In 2001, after the Bonn Conference, an interim government led by Hamid Karzai came to power as a result of an agreement reached between Afghan groups. The new government was formed in December 2004 under the presidency of President Hamid Karzai, and in 2005 parliamentary elections were held.

Economy


Afghanistan is one of the poorest countries in the world. Due to three decades of war and destruction, the country is left without prosperity and progress.

In 2009, the GDP exchange rate was US $ 14 billion and the per capita GDP was $ 1,000. Its unemployment rate is 35% and about 36% of its inhabitants live below the poverty line.

More than 42 percent of Afghanistan’s population lives on less than $ 1 a day, according to the United States Agency for International Development (USAID).

Afghanistan’s economy has been suffering from the events of 1978. Along with that, several droughts added to the problems of the people during the years 1998 to 2001.

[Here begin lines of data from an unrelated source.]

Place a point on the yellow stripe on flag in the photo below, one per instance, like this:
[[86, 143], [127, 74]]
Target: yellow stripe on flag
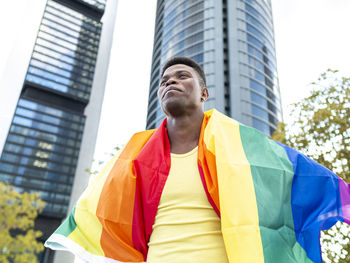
[[238, 207], [85, 213]]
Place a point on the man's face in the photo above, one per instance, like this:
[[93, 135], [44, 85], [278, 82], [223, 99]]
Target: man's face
[[180, 90]]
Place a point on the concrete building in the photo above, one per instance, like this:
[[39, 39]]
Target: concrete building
[[52, 93], [234, 42]]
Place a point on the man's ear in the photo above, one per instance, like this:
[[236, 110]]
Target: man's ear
[[204, 94]]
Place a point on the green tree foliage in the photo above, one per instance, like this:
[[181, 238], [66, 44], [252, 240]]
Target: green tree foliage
[[320, 128], [18, 239]]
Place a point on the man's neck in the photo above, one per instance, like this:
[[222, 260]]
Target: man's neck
[[184, 132]]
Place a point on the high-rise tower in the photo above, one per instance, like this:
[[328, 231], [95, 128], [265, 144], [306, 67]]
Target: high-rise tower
[[234, 42], [56, 105]]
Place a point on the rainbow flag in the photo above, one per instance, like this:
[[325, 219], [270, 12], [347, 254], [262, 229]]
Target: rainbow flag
[[273, 201]]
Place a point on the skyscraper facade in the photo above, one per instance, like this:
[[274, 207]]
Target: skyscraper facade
[[233, 40], [50, 139]]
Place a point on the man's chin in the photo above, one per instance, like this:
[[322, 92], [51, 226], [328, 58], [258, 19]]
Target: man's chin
[[173, 107]]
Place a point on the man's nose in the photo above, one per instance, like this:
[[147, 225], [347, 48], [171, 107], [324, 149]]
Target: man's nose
[[170, 81]]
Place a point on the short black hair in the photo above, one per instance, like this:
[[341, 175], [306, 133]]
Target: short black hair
[[188, 62]]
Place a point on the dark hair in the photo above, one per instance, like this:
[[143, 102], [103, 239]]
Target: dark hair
[[188, 62]]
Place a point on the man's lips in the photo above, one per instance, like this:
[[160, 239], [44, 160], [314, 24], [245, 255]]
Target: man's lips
[[170, 89]]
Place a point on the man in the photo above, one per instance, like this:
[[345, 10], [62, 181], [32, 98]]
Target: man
[[203, 188]]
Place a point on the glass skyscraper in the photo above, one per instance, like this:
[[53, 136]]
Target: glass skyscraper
[[233, 40], [45, 137]]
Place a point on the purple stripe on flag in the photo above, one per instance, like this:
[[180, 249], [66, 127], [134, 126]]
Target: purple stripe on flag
[[344, 190]]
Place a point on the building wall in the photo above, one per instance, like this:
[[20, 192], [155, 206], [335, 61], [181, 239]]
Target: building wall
[[50, 139], [233, 40]]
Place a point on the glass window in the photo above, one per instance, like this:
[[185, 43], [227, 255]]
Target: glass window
[[257, 87], [258, 99], [259, 112]]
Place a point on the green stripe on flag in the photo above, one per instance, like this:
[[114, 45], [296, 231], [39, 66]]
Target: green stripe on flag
[[68, 225], [272, 174]]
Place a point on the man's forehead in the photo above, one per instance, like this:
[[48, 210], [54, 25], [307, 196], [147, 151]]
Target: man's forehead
[[178, 67]]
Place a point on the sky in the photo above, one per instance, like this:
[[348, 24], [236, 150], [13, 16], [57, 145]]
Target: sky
[[311, 36]]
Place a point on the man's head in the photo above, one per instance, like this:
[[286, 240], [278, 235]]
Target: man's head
[[182, 87]]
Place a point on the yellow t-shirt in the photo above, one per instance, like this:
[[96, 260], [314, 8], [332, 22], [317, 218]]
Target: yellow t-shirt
[[186, 227]]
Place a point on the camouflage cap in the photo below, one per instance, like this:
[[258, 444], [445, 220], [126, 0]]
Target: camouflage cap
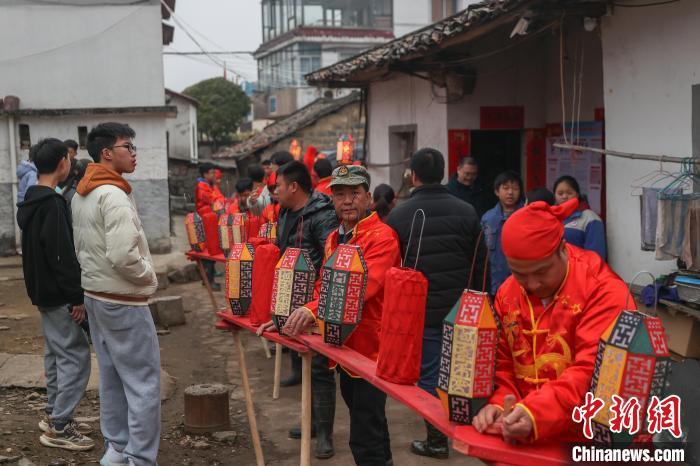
[[350, 175]]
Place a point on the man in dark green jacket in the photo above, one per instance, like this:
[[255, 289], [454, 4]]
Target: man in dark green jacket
[[306, 219]]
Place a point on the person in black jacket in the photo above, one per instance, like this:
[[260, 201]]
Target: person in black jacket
[[52, 278], [465, 184], [447, 249], [306, 219]]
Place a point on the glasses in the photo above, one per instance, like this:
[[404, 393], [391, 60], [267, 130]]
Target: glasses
[[128, 146]]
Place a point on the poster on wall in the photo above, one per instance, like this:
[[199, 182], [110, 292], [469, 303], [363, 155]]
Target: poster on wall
[[586, 167]]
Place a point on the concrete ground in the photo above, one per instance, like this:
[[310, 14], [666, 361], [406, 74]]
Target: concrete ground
[[193, 353]]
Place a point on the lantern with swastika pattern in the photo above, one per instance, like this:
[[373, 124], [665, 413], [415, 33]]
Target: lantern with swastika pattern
[[632, 362], [232, 230], [468, 356], [195, 231], [293, 284], [239, 277], [342, 296]]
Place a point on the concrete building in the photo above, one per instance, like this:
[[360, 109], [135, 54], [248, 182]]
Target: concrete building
[[303, 36], [498, 97], [107, 66], [181, 132], [318, 124]]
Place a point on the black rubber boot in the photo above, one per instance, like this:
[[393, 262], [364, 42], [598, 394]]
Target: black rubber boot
[[434, 446], [295, 377], [323, 415]]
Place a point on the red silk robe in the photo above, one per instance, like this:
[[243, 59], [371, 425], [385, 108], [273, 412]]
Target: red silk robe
[[204, 196], [380, 249], [546, 354]]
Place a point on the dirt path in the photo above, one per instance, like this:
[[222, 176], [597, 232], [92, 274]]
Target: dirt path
[[192, 353]]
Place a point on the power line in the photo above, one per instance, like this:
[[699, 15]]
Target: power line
[[629, 5], [208, 53], [180, 23]]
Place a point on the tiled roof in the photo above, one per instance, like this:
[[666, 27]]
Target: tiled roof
[[413, 43], [302, 118]]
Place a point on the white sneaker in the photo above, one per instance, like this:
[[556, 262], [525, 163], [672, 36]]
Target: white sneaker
[[81, 427], [68, 438], [112, 458]]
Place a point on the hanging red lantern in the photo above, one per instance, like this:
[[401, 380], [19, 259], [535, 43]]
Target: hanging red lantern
[[295, 149], [345, 149]]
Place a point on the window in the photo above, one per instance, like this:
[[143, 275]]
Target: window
[[82, 136], [25, 139], [334, 17], [313, 15]]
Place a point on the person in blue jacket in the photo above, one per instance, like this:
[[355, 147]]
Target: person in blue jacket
[[584, 228], [508, 188]]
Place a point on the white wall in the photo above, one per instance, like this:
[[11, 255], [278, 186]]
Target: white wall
[[181, 142], [404, 100], [650, 60], [81, 57], [410, 15]]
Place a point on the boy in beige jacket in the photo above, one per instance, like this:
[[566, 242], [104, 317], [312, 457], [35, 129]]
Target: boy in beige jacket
[[118, 278]]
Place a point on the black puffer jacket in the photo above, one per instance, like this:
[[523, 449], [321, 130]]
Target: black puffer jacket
[[449, 239], [319, 221], [481, 198]]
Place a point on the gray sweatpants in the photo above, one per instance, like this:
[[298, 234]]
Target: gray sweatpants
[[128, 354], [66, 362]]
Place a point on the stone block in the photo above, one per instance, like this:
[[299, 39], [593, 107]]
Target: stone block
[[153, 307], [170, 310], [184, 274], [162, 275]]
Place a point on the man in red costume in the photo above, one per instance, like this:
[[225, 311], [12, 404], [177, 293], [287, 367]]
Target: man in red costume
[[369, 434], [218, 177], [204, 197], [272, 211], [553, 310], [323, 170]]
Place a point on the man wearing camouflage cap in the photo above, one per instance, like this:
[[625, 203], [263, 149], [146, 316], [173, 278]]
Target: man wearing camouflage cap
[[369, 433]]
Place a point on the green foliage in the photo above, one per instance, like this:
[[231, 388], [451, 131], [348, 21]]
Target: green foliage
[[223, 107]]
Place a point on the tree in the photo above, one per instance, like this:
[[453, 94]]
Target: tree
[[223, 107]]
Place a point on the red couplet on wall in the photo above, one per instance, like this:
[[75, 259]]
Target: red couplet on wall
[[458, 147], [536, 158]]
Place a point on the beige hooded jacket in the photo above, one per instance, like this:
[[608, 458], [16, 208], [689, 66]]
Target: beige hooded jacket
[[109, 240]]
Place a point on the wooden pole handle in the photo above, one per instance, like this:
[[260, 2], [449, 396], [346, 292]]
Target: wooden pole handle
[[305, 459], [266, 347], [250, 409], [278, 371]]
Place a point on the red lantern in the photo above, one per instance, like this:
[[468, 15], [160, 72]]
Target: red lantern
[[295, 149], [345, 149]]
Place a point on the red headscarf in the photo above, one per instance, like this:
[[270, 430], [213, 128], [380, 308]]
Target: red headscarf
[[535, 231]]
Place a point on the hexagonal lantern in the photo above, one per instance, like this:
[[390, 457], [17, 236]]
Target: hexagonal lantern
[[468, 356], [269, 231], [632, 361], [293, 285], [219, 207], [342, 297], [232, 230], [195, 231], [239, 277]]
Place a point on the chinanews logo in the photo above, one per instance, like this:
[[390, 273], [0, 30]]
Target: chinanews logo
[[624, 420]]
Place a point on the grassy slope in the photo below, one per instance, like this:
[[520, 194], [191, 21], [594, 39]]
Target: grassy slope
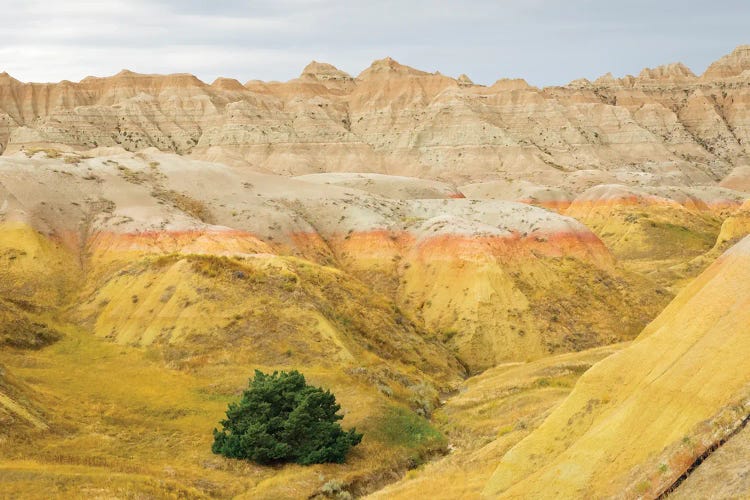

However, after billions of dollars in international trade and foreign aid flowed over six years, the country’s economy grew slightly. About 81% of the population is a farmer, with the remaining 11% working in the industry (mostly knitting) and 9% in services.

According to a 2018 report by the World Bank, Afghanistan’s GDP per capita (GDP PPP per capita) is $ 2,225, which is the lowest among Asian countries, although this number has been growing since 2011.

Grunge map of Afghanistan with its flag printed within its border on an old paper.

Culture


Afghanistan is a predominantly tribal society, and different parts of the country have their own cultures as a result of ethnic differences and geographical barriers that push many away from the country.

The family is the mainstay of Afghan society, and families are often run by a patriarch. In the southern and eastern regions, people live according to Pashtun culture by following the Pashtunwali (Pashtun way).

The main principles of Pashtunwali include hospitality, providing a sanctuary for those who seek refuge, and revenge for bloodshed.

Pashtuns (and Baluchis) are mainly associated with South Asian culture. The remaining Afghans are culturally Persian and Turkish. Some non-Pashtuns living in Pashtun neighborhoods have adopted Pashtuns in a process called Pashtunization, while some Pashtuns have become Persian.

Those who have lived in Pakistan and Iran for the past 30 years have been most influenced by the culture of these neighboring nations. It is well known that the people of Afghanistan are highly religious.

Geography


Afghanistan is a land and mountainous country located between South Asia and Central Asia at 60 to 75 degrees east longitude and 29 to 38 degrees north latitude.

The highest point of the country is the Noshakh peak at 7,485 meters.

Afghanistan is geographically divided into three distinct regions; The northern plains of the country, which is mainly agricultural. The southwestern plateau, which has mostly desert and semi-arid landscapes, and the central highlands, including the Hindu Kush mountain range, separate the two.

Afghanistan has a humid continental climate (hot summers and cold winters). The winters in the central and northeastern highlands of Afghanistan are very cold and harsh.

The average temperature in January drops below 15 degrees Celsius below zero. On the other hand, the low-lying areas of the southwest (Sistan Basin), the Jalalabad region in the east, and the plains of Turkestan along the Amu Darya River in the north have hot summers and their average temperature reaches more than 35 degrees in July.

The Hindu Kush Mountains in northeastern Afghanistan are geologically active.

In 1998, an earthquake in the region killed 6,000 people. Four years later, another 150 people were killed in another earthquake in the Hindu Kush. Also, in 2010 another earthquake killed 11 Afghans and destroyed 2,000 homes. In 2014, a landslide in Badakhshan left several thousand dead.